Retrobatch Beta
The makers of my favorite image editing application for the Mac, Acorn, are out with a new piece of software. It follows the data pipelining methodology. I love this way of working with data. I think it makes a lot more sense than the traditional stacked filter model used in other image editors (including Acorn).
Gus Mueller has a terrific blog post describing the application. The app is in beta now but it’s already very fun to play with. It’s also very functional.
In Retrobatch, the user strings together transformations as a pipeline and can also split the pipeline to save different formats and sizes, or even apply different filters before saving the versions.
The app isn’t just about filtering. Half of the toolkit of for removing, filtering-on, or adding meta data. Every little detail of images can be extracted and used.
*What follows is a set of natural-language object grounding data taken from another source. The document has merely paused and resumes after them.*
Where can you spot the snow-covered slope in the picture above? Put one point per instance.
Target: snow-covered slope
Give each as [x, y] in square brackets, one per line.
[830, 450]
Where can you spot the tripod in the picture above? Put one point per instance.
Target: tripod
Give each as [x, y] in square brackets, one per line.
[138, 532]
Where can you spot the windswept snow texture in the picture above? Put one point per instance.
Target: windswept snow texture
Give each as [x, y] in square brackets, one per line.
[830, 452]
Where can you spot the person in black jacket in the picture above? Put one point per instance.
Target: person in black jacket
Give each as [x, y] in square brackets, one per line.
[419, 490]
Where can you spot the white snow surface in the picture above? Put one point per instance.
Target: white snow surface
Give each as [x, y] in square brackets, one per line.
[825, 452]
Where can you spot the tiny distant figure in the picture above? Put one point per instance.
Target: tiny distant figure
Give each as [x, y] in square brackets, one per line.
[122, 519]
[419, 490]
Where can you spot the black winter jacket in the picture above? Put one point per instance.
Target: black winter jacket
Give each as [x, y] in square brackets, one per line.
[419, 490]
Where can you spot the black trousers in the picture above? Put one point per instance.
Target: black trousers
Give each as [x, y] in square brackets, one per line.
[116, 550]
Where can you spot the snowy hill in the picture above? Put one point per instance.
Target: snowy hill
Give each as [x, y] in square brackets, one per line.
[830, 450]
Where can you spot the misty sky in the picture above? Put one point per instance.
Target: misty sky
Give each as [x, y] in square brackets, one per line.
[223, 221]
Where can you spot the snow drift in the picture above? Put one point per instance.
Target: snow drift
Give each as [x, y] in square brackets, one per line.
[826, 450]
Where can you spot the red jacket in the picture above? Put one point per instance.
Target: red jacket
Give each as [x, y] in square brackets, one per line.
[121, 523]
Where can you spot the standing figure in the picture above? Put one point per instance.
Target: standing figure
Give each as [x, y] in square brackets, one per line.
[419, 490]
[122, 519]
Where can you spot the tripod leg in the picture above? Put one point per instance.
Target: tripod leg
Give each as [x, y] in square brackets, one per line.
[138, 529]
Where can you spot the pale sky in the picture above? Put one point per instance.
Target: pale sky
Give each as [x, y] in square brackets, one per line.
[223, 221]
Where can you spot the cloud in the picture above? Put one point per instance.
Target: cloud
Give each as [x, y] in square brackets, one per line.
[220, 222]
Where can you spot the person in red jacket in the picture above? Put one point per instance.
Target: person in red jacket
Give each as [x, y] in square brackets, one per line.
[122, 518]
It can also be changed in batch.
I particularly love the way Retrobatch provides hints about missing steps or configurations. This removes a lot of guess work required by similar apps to get the images just right.
Retrobatch covers a lot of the basics of image processing but there’s no shortage of powerful details considered. Even in the file export, there are more options than I had expected, especially for a beta. Of course, I had to immediately try the file naming template which, of course, did everything I wanted.
I would have called Retrobatch something more reminiscent of photography tools. This is a machine gun of image processing and something like “Burstmode” seems appropriate. But then again I’m terrible at SEO.